Derby speed camera cover-up prompts 440% speeding increase

A car drives past a speed camera
Image caption The cameras were temporarily switched off in summer 2011

A trial which saw four speed cameras in Derby covered up for five weeks resulted in an increase in speeding, according to the city council.

The average number of drivers breaking the 30mph limit in one area - Osmaston Park Road - went up by 440% each day.

Tim Clegg, director of the council's Streetpride service, said the cameras had reduced the "number and severity of road traffic collisions".

Councillors are being urged to retain three of the cameras.

The cameras were temporarily switched off in summer 2011.

At Harvey Road, the number of drivers exceeding the speed limit during the trial rose by 400% compared with the previous two weeks, according to the authority.

On Nottingham Road in Chaddesden, the figure was 166%, and on Derby Road in Spondon it was 157%.

Mr Clegg's department is recommending that the Nottingham Road camera is permanently removed because there was no reduction in accidents since the camera was installed in 2003.

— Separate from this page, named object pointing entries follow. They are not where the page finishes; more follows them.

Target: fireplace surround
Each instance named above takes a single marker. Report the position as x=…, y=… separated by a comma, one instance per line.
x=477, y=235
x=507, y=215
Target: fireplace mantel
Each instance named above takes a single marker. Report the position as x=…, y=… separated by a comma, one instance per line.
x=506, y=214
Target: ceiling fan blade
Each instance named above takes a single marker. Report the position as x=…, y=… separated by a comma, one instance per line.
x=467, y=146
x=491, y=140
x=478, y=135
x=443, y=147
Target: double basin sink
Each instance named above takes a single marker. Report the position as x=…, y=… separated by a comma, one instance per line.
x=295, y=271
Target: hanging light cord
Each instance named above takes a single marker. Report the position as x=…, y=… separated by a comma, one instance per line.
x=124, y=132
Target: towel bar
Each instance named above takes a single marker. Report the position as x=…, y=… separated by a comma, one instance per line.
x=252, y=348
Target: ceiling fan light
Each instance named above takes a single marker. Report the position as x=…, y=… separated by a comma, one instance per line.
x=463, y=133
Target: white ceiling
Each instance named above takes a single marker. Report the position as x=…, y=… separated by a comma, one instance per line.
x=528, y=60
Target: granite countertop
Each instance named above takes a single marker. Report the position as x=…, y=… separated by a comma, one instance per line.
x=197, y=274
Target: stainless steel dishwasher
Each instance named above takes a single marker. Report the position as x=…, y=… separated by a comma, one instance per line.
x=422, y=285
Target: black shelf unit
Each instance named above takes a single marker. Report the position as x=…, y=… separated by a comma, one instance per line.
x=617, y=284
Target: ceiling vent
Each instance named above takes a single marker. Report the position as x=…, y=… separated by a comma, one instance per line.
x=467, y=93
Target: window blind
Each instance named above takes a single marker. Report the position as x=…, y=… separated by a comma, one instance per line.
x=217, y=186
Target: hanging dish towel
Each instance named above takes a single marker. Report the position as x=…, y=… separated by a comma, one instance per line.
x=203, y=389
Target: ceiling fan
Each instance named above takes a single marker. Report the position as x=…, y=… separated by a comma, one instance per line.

Councillor Hardyal Dhindsa, Labour's spokesman for planning and the environment in Derby, said the cameras should be maintained.

He said: "We feel speed cameras do have a value and the evidence from this report demonstrates that."

Councillor Matthew Holmes, Conservative cabinet member for planning and the environment at the Tory-Lib Dem council, said complete removal would sometimes be the right option.

He said: "I still fundamentally believe that the public support us moving on from fixed speed cameras."